Improvements over the corvette design included improved accommodation which was markedly better. The twin engines gave only three more knots of speed but extended the range of the ship to nearly double that of a corvette at 7200 nmi at 12 knots. Among other lessons applied to the design was an armament package better designed to combat U-boats including a twin 4-inch mount forward and 12-pounder aft. 15 Canadian frigates were initially fitted with a single 4-inch gun forward but with the exception of , they were all eventually upgraded to the double mount. For underwater targets, the River-class frigate was equipped with a Hedgehog anti-submarine mortar and depth charge rails aft and four side-mounted throwers.

River-class frigates were the first Royal Canadian Navy warships to carry the 147B Sword horizontal fan echo sonar transmitter in addition to the irregular ASDIC. This allowed the ship to maintain contact with targets even while firing unless a target was struck. Improved radar and direction-finding equipment improved the RCN's ability to find and track enemy submarines over the previous classes.

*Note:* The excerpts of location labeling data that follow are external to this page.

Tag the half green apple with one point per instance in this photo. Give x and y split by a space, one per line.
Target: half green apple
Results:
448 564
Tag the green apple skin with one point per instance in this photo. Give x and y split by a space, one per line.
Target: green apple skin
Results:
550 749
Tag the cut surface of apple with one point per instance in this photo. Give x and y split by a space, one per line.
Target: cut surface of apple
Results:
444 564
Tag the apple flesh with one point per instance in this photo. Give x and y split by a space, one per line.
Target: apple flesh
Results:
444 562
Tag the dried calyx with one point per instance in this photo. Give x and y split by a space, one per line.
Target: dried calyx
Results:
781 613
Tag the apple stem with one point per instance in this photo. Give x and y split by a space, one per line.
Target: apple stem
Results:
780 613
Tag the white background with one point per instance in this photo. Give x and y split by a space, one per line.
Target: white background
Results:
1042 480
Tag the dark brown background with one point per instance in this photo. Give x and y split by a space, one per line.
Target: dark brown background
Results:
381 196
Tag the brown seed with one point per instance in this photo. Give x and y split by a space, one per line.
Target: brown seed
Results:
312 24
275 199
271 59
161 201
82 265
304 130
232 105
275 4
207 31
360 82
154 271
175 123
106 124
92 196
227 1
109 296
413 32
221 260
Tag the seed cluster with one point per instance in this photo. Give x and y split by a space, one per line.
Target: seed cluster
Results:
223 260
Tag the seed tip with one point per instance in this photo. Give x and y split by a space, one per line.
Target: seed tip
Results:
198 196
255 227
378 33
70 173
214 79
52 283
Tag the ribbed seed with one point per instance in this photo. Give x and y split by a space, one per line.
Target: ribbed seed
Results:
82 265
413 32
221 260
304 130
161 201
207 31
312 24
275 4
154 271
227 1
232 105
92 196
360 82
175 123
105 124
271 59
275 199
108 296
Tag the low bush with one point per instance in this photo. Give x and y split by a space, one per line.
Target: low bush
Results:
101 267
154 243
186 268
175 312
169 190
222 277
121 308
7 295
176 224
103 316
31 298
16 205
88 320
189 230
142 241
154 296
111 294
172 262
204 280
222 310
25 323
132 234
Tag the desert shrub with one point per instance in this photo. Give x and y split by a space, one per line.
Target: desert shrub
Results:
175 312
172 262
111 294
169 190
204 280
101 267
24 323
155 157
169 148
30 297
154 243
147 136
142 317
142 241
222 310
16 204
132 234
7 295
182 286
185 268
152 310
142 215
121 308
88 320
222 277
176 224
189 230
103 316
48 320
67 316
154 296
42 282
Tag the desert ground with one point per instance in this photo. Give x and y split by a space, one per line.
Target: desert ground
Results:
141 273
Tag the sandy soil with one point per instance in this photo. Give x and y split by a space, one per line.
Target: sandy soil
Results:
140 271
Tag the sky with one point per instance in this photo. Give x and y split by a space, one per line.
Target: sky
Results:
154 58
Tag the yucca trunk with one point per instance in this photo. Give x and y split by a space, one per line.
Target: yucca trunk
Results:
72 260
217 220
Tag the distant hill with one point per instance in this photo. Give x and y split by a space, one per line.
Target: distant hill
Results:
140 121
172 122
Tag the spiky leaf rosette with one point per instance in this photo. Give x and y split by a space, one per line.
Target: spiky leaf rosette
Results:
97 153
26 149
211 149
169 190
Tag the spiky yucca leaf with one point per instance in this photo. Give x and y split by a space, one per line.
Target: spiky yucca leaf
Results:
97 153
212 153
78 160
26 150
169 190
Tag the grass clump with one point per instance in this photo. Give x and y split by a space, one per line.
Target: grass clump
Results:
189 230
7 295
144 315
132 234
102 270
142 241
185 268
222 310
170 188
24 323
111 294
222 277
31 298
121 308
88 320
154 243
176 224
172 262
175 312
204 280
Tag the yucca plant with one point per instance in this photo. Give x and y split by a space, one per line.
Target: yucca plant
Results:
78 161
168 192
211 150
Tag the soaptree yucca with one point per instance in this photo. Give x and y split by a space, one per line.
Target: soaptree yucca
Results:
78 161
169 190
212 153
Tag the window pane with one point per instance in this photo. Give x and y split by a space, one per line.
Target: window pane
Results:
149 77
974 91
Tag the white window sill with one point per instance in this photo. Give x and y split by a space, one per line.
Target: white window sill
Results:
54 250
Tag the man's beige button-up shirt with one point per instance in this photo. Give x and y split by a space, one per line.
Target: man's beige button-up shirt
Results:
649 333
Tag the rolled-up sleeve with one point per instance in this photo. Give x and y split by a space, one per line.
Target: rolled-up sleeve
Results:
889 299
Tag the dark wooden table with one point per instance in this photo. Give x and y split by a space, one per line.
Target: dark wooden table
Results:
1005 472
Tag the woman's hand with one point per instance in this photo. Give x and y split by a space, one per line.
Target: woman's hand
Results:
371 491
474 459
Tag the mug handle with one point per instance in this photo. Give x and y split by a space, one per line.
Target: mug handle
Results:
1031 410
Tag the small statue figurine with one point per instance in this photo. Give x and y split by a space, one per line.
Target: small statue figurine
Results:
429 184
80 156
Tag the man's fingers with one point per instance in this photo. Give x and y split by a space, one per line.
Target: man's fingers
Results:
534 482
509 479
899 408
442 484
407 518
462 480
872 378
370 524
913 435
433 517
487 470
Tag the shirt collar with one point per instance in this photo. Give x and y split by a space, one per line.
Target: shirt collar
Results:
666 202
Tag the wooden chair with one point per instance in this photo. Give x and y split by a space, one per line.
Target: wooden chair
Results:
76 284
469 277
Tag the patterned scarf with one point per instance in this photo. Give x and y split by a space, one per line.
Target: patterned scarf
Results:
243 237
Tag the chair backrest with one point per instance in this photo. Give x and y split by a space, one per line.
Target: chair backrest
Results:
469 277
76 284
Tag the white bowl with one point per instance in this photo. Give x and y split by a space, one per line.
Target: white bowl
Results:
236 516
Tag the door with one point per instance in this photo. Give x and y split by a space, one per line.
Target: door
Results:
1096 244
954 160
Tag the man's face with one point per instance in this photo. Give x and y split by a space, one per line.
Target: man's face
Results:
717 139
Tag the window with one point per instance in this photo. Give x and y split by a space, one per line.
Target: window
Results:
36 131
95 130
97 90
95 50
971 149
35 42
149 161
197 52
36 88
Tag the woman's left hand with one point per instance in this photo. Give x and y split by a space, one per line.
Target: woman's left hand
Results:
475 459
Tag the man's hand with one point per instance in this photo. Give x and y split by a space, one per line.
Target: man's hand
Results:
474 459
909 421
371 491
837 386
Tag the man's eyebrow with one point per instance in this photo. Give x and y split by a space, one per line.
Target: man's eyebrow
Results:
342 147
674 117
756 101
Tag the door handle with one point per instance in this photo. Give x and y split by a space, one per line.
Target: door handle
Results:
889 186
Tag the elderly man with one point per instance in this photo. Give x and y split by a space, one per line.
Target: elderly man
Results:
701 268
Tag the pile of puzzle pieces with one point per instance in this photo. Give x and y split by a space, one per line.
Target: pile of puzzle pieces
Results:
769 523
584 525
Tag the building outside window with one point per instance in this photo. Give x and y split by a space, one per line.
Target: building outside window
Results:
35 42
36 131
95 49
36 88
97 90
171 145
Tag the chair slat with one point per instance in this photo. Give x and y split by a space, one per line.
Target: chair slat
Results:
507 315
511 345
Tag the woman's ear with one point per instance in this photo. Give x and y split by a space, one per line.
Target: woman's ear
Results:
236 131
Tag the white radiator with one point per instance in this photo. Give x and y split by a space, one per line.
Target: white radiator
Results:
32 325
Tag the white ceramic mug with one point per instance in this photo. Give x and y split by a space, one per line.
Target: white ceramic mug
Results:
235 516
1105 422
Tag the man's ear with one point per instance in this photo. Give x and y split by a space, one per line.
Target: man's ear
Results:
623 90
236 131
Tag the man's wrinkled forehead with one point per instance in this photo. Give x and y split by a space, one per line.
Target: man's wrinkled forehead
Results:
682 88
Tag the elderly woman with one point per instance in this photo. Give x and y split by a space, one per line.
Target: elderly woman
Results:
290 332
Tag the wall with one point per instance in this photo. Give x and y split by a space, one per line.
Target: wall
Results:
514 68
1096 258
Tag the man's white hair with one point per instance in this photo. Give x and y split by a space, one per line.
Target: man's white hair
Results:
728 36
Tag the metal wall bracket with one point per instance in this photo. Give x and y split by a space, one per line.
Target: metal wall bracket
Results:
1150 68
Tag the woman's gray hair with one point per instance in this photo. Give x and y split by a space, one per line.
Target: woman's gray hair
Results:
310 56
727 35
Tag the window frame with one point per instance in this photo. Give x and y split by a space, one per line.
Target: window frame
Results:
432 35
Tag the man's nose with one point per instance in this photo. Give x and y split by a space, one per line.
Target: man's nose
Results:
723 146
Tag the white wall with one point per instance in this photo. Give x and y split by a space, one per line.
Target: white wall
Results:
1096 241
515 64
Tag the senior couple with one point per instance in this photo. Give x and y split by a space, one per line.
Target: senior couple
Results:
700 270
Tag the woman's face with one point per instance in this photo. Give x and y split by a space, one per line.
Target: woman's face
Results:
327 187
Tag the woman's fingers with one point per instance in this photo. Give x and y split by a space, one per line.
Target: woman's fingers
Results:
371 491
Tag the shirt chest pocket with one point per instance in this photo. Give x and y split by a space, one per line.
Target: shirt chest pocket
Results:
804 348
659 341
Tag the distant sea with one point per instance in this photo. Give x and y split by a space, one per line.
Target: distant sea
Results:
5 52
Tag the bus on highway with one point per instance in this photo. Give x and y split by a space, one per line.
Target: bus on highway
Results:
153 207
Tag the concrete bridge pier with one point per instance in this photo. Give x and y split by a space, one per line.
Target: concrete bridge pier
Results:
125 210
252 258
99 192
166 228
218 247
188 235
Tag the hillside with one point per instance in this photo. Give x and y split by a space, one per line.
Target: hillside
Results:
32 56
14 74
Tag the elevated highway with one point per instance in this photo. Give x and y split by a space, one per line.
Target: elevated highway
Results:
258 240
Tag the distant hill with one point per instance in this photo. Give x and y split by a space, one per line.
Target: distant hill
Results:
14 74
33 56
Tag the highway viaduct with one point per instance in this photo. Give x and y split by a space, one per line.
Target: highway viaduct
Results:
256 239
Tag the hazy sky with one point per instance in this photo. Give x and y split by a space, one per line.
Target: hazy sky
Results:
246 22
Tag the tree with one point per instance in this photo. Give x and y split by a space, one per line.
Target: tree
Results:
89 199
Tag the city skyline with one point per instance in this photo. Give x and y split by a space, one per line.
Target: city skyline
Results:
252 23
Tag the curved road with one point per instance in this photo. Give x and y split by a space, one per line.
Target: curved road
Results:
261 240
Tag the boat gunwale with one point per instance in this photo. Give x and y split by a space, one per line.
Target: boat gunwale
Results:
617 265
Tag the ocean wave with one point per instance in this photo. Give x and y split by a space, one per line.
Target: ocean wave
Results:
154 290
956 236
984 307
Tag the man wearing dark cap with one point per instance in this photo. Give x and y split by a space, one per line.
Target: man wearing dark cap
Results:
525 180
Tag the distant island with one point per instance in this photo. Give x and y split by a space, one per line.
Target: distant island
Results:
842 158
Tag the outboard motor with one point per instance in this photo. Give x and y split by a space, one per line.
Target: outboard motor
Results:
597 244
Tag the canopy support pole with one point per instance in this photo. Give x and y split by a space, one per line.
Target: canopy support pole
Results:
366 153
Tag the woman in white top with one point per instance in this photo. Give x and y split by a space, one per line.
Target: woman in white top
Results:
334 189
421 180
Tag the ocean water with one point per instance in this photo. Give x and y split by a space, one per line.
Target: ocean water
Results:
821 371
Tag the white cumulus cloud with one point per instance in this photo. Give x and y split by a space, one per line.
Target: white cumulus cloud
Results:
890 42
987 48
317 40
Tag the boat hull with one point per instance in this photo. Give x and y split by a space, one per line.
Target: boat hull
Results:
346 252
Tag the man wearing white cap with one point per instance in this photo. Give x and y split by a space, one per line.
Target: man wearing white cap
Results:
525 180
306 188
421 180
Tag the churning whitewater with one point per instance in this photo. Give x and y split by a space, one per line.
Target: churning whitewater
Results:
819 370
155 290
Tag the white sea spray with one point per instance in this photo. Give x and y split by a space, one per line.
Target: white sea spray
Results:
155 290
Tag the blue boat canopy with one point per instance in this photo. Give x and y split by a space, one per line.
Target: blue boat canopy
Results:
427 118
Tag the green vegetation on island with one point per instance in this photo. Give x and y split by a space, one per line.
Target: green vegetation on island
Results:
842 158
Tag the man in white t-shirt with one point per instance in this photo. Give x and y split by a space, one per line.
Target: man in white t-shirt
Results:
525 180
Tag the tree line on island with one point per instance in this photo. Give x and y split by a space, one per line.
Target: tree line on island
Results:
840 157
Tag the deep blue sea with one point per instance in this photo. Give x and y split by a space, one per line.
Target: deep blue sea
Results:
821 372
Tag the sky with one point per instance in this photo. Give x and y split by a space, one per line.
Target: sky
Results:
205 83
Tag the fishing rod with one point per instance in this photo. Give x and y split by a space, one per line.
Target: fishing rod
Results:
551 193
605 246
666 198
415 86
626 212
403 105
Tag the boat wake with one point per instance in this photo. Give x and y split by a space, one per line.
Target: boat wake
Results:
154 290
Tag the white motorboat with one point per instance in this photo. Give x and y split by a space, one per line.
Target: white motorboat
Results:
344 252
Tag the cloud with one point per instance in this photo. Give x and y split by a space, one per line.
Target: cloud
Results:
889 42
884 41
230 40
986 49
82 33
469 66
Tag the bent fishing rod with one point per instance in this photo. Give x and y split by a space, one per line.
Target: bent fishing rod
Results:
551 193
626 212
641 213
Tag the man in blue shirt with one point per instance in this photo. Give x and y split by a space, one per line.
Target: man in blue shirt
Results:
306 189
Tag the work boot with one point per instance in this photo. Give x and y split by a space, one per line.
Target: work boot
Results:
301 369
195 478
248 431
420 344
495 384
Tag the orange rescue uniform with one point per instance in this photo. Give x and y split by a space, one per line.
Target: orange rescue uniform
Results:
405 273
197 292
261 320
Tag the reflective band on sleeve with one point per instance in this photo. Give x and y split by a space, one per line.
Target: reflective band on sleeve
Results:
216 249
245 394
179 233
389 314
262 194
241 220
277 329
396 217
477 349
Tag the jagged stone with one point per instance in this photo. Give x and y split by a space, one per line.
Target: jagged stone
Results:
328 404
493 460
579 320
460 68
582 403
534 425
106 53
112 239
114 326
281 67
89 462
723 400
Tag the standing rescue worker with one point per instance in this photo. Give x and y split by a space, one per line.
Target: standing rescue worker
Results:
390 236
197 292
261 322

Canada originally ordered the construction of 33 frigates in October 1941. The design was too big for the locks on the Lachine Canal so it was not built by the shipyards on the Great Lakes and therefore all the frigates built in Canada were built in dockyards along the West Coast or along the St. Lawrence River below Montreal. In all Canada ordered the construction of 60 frigates including ten for the Royal Navy that transferred two to the United States Navy.

==War service==
After transiting from Victoria to Halifax Wentworth departed for Bermuda to work up. However while training, she developed defects and was forced to return to Halifax to undergo repair. Following that, she completed working up in St. Margaret's Bay.

In June 1944 Wentworth was assigned to the Mid-Ocean Escort Force escort group C-4. She began service as a trans-Atlantic convoy escort that month, and was made Senior Officer's Ship of the group in August 1944. The vessel remained in this function until February 1945, when she returned to Canada to undergo a significant refit at Shelburne, Nova Scotia. This refit lasted from 7 March until 9 August. By then the war in Europe had come to an end. Her services no longer needed, she was paid off 10 October 1945 and laid up in Bedford Basin. She was sold for scrap on 17 November 1947 and taken to Sydney, Nova Scotia to be broken up by Dominion Steel Corp. in 1948.